Our country recently had an opportunity to elect the first woman President of the United States. Instead, elected was a man who’s tagline was nothing short of an embracement of aggravated assault on women. This aggressive bravado has been around for a long time, yet recently with the more public call for equal rights and gender equality and gender freedom, it seems as though the backlash is poking it’s head out of it’s dark hole further than normal. Robin Williams’ paintings hold an aggressive and confident stance against the roles that have been defined for women in our society. In her paintings there is a great confidence in the deft, and seemingly endless, tactical approach she takes with paint handling. Be it thick paint, airbrush, scumbling, trump l’oil, gradient or the many other skillful and effective ways she applies her paint, the paintings aren't screaming technique but the multilateral approach combines to create a forceful and determined image.
The women in Williams’ paintings find themselves bending, contorting and posing in ways that magnify the inanity of expectations women are held to. In the painting “Your Good Taste Is Showing”, the stylized eroticism of what could be a vintage cigarette ad takes on a Balthusian pose replacing an adolescent with an ‘exotic’ model so determined she is smoking two cigarettes at once.
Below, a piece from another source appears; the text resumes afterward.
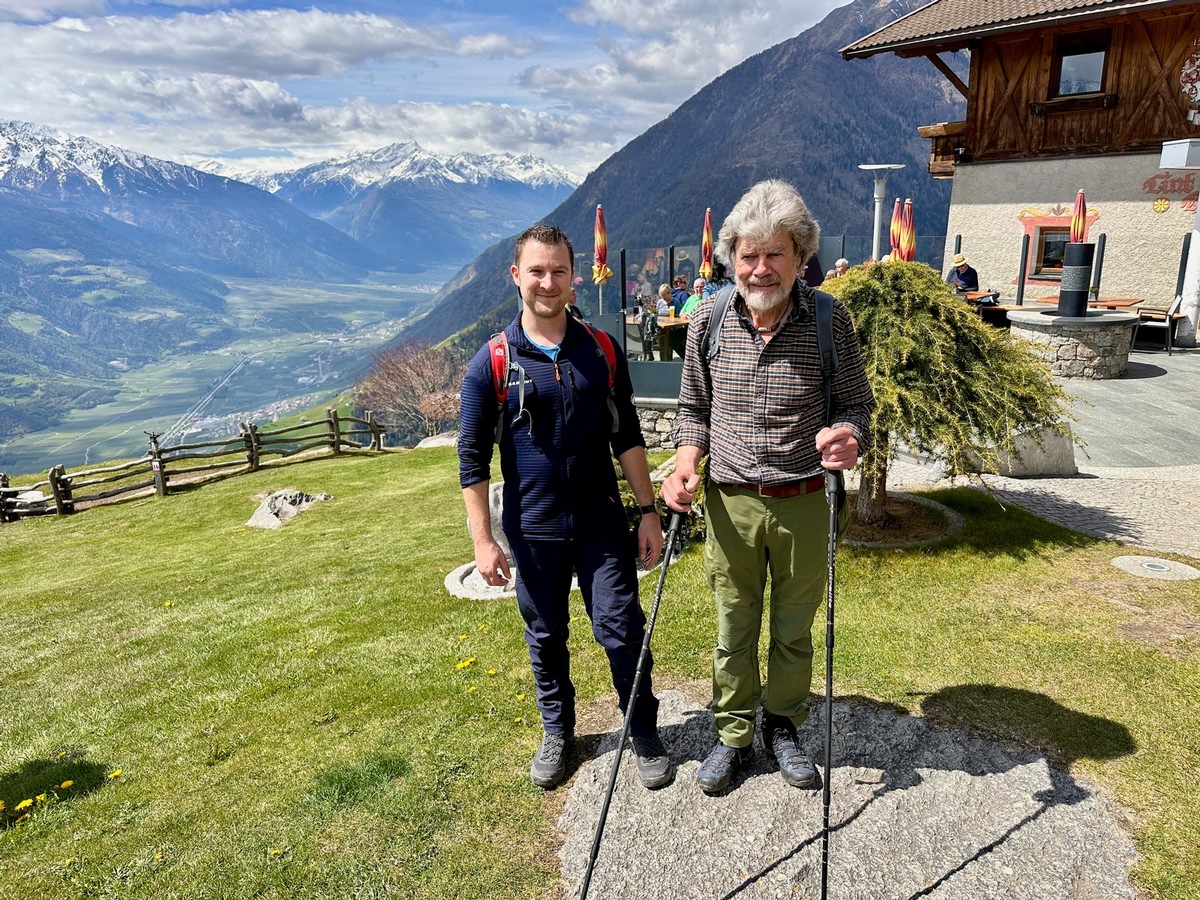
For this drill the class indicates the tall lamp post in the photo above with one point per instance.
(880, 171)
In ‘Nude Waiting It Out’, a nude blonde waits docile by the side of a window passing the time by making steam drawn lines in the window assumedly counting the days her partner has been gone. The absurdity of the idea of a woman waiting nude for someone to return is so replete with faux desire that the image becomes a tacit mocking of the expectations of a woman’s desire. In other paintings like ‘Burn’, it becomes clear that the figure, who spent far to long tanning resulting in a sunburn that has become rough texture in the painting, is pushing herself to her own death. Looking good is killing her and this is only magnified by the cigarette she’s smoking and the headstone she is awkwardly resting on. There is a real pain and struggle with these figures trying to meet standards of desire, allure and femininity.
In ‘Sunday Player’, a Gaugin-esque woman sits across from the viewer on a picnic blanket in a short skirt revealing the fact she’s not wearing underwear. She holds the cards and the true reveal is that the real game is of seduction, power and desire. Through these skilled and pointed paintings, Williams’ is showing that she holds the upper hand.